Australia's multiple Olympic swimming medallist Cate Campbell became the first athlete to benefit from a COVID-19 vaccination ©Getty Images

Australia has begun vaccinating its athletes against COVID-19 ahead of Tokyo 2020, with two-time Olympic swimming gold medallist Cate Campbell being the first to receive a Pfizer jab.

While the vaccine isn’t compulsory for Australia’s Olympic and Paralympic contingent - set to total more than 2,000 including officials - Australian Olympic Committee (AOC) chief executive Matt Carroll said it "provides comfort" for Olympians given the COVID-19 concerns in Japan, per an Agence France-Presse report.

Carroll also rejected claims that athletes are being pushed to the front of the queue.

"We’re not queue-jumping," he said.

"No one [in the public] is missing out, we’re running the vaccination process and we’re not putting the load on the public system whatsoever."

Australia's Federal Government announced last month that Tokyo 2020-bound athletes and officials would be given priority access to a coronavrius inoculation.

"We want to see our athletes head to Tokyo to compete and then return to Australia safely," Health Minister Greg Hunt said when announcing the scheme, which the AOC welcomed. 

Under the Australian Government's plan to administer the vaccine, most athletes would not have been able to receive it until at least the second half of 2021

Campbell, 28, who has two Olympic golds from her three previous Games, was confident most, if not all, Olympians would have the jabs.

"As far as I know everyone is putting up their hand and saying 'yes please and thank you'," she said.

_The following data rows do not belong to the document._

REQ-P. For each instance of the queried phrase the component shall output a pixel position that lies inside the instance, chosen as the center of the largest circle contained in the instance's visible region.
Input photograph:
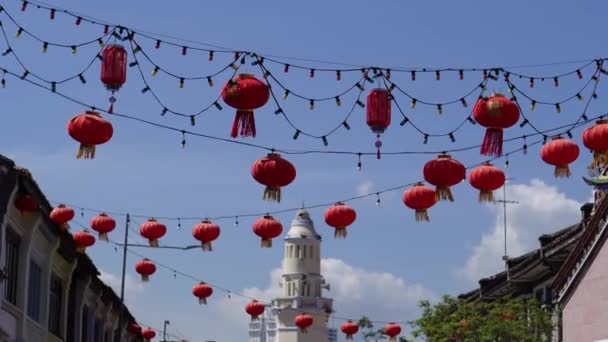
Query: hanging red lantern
(378, 113)
(267, 228)
(206, 232)
(303, 321)
(255, 309)
(245, 93)
(103, 224)
(145, 268)
(340, 216)
(595, 138)
(392, 330)
(274, 172)
(349, 329)
(202, 291)
(495, 113)
(89, 129)
(486, 178)
(560, 152)
(152, 230)
(113, 70)
(61, 215)
(83, 239)
(444, 172)
(420, 198)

Three-time Olympian Cate Campbell talks to the media after becoming the first Australian athlete to receive a Pfizer coronavirus inoculation as part of a push to vaccinate all Tokyo-bound competitors ©Getty Images
Three-time Olympian Cate Campbell talks to the media after becoming the first Australian athlete to receive a Pfizer coronavirus inoculation as part of a push to vaccinate all Tokyo-bound competitors ©Getty Images

"The majority of competitors from first-world countries will have had the vaccine as well, so we definitely want to even the playing fields as much we can with Brits and the Americans.

"No-one can guarantee anything.

"We’ve learnt that so much in the past year and a half, that this virus can change and mutate, and it’s up to us to play catch-up, by getting the vaccine, we’re getting on the front foot, which is really great."

Campbell admitted she panicked last week when realising time was running out to get the first of two Pfizer jabs.

"When I saw the announcement came out, I was like 'I need to get the vaccine in about a week' and it was almost a week to the day since I had that thought and here I am [after] my first vaccination," Campbell added.

"I’m really glad that we can get it far enough away from the Olympics so that if there are any adverse side effects, we’ll be well and truly over them by the time it comes around to Olympic trials [next month].

"We are going into a pretty unknown situation over in Tokyo, so to have this little Band-Aid is a huge weight off everyone’s shoulders."

Campbell added that "we are incredibly privileged in Australia to exist in a society where COVID doesn’t impact us on a daily basis".